Proprio al pari del ragno che si allontana dalla seta filata, prevalentemente col favore del buio, restando raramente prigioniero della trappola tesa per la cattura della preda. E che soltanto di rado, prima di centrare l’obiettivo, finisce risucchiato, con la struttura rimasta a lungo inosservata, durante una qualche operazione di pulizia locale.
A smantellare le altre tele – gli intrallazzi escogitati da menti reputate sopraffini, più correttamente definibili “luciferine” – ci pensa il tessitore silenzioso e non appariscente per eccellenza: il tempo, che col suo occhio di lince scruta predatori e prede designate per un periodo senza scadenza prevista e prevedibile, come si fosse in un reality show senza fine programmata.
“Il tempo è galantuomo, rimette a posto tutte le cose”.
Finché non si avrà una qualche conferma in tal senso, nella piena di malvagità che coglie di sorpresa come un terremoto ci si aggrappa alla convinzione di Voltaire, che finisce con l’esercitare un effetto placebo, pur nella consapevolezza dell’inganno di un’illusione sposata per non farsi travolgere dall’ondata di delusione crescente.
Insomma: un inganno tira l’altro, lasciando al tempo l’onere di sbrogliare la matassa. E, mentre scorre inesorabile, restarsene per forza di cose spettatori con l’intima speranza, più che certezza, che: “Adda passà ‘a nuttata”.
Come se il tempo fosse l’agente operativo super omnes e super omnia e non, invece, il registratore di eventi che si sviluppano e si succedono sotto la regia dell’essere umano, il più delle volte impegnato a predominare sui suoi simili anziché a dominare la materia ricevuta in affidamento all’atto della cacciata dal paradiso terrestre, applicando la regola aurea del “seguir virtute e canoscenza”. (Inferno XXVI, 120)
L’essere umano, ad ogni buon conto, artefice del proprio destino.
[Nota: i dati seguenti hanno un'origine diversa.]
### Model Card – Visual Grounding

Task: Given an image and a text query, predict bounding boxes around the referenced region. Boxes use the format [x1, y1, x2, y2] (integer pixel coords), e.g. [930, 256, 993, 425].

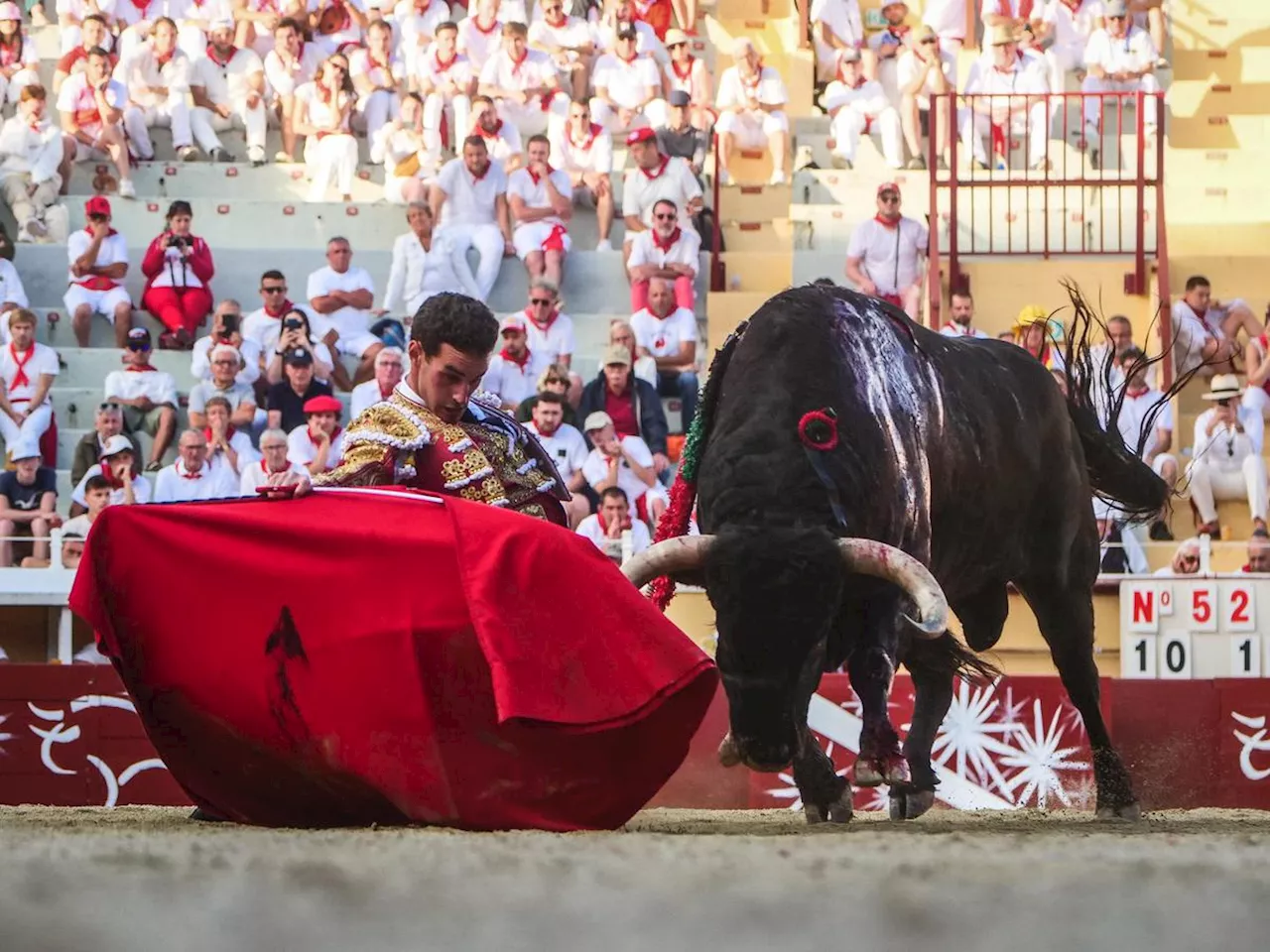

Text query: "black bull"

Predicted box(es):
[627, 285, 1167, 821]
Chiamato ad un comportamento retto che è ciò che fa di lui un “galantuomo”, in grado di diradare ogni opacità – dopo corretto e onesto approfondimento – e di adoperarsi nel sanare inganni e situazioni di ingiustizie perpetrate, oltre che contro il suo essere, anche a danno di qualsiasi altro membro della collettività.
Il tempo è, dunque, una funzione della realtà in cui siamo immersi. Difficile imbrigliarlo in una definizione, nonostante le dissertazioni filosofiche di tutto rispetto in merito.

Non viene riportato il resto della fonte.